A year ago, I found myself facing one of the great realities of my age. At some point, your Amazon purchase history quietly shifts from gadgets and books to orthopedic inserts, fiber supplements, and the occasional emergency tube of hemorrhoid cream. Pride falls quickly when your internal plumbing declares mutiny.
Naturally, I wanted to handle this with dignity and discretion. So, I slipped onto Amazon late one evening, determined to quietly solve my problem like a mature adult male. While I was there, I also ordered a couple decks of playing cards because our family loves card games. Innocent enough. Hemorrhoid cream. Playing cards. Nothing to see here.
What I did not realize was that Dawn had recently ordered a Mother’s Day gift for her mother and accidentally left her parents’ Mesa, Arizona, address as the default shipping location.
Friends, I unknowingly sent hemorrhoid cream and playing cards directly to my elderly, deeply religious, politically conspiracy-minded in-laws. Not flowers. Not candy. Not a thoughtful note. Hemorrhoid cream and playing cards.
And because life occasionally enjoys writing its own comedy, my in-laws are now in their 80s and dementia has begun to settle in. Which means this event did not simply pass by as a funny misunderstanding. No. It became a permanent unsolved mystery.
It has now been over a year and my mother-in-law still brings it up.
Regularly.
She texts Dawn about it as though she’s trying to crack the Da Vinci Code.
“What did Marty mean by this?”
“Was this some kind of message?”
“Why the cards?”
“What was he trying to tell us?”
At this point, I am fairly certain I am one corkboard and three strands of red yarn away from becoming the center of an international conspiracy theory.
Apparently, in her mind, I did not accidentally send hemorrhoid cream and playing cards. I carefully orchestrated symbolic communication of significant importance. Some kind of Freudian psychological operation.
Maybe the hemorrhoid cream represented irritation with the family. Maybe the playing cards symbolized gambling with eternity. Together, they form a coded warning about the end times.
Honestly, the more I think about it, the worse it gets.

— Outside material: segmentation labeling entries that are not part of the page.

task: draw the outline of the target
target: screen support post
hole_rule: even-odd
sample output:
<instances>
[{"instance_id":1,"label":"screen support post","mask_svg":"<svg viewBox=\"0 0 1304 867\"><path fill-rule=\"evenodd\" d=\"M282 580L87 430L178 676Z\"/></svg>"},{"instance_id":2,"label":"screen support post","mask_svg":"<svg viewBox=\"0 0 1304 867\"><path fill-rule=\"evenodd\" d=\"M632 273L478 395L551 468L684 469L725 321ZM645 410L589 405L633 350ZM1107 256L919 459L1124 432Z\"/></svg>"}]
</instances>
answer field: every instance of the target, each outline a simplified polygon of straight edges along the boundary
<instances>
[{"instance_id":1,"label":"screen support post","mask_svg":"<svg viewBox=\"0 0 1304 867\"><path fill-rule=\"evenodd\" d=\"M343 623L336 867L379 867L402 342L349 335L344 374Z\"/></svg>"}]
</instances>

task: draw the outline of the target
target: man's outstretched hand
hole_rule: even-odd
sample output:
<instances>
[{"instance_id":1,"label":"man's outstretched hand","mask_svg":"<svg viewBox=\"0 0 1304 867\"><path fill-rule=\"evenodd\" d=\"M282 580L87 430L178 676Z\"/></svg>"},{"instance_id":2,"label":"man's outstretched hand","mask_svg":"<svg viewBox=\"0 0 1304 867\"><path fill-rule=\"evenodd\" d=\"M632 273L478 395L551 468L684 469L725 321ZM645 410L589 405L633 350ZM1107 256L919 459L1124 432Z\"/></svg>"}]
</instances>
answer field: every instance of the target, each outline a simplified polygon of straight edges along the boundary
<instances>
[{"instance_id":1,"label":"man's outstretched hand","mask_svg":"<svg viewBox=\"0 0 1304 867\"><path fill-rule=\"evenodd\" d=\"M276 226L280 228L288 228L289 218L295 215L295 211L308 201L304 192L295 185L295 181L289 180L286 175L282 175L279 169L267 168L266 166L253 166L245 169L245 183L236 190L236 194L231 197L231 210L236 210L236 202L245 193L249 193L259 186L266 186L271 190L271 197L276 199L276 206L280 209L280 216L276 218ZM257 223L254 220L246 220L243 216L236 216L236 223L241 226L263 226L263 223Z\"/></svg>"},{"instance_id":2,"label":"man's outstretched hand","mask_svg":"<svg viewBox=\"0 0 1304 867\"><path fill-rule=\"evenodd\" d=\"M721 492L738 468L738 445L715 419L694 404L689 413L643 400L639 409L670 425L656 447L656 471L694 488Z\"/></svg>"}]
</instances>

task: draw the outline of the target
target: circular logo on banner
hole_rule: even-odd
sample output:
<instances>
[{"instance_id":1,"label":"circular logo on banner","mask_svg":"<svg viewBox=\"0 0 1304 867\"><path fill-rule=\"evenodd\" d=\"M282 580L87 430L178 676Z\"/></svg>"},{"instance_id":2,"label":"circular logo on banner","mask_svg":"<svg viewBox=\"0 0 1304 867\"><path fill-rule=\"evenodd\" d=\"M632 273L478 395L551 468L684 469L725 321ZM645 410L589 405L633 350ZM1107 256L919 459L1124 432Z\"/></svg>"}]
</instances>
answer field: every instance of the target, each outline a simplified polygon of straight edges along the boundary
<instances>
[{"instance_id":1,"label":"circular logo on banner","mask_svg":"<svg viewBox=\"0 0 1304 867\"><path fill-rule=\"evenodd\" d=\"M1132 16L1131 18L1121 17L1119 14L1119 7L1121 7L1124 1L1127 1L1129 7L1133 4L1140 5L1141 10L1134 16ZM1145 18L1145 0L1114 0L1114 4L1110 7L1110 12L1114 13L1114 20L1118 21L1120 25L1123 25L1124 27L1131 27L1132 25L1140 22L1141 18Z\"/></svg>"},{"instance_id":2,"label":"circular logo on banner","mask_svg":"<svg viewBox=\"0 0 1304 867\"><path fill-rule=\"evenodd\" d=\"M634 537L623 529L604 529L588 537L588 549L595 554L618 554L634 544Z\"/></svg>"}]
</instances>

I have considered trying to explain it again, but every explanation somehow sounds guiltier. A Freudian slip delivery.
“No, no, you see… the hemorrhoid cream was actually for me.”
That is not a sentence any grown man wants permanently attached to his legacy.
So now I just live with the knowledge that somewhere in Mesa, Arizona, an elderly woman periodically stares into the distance, wondering why her son-in-law mailed her Preparation H and a deck of Bicycle cards like some kind of Zodiac Killer.
And honestly, if I ever write a memoir, this chapter may be hard to top.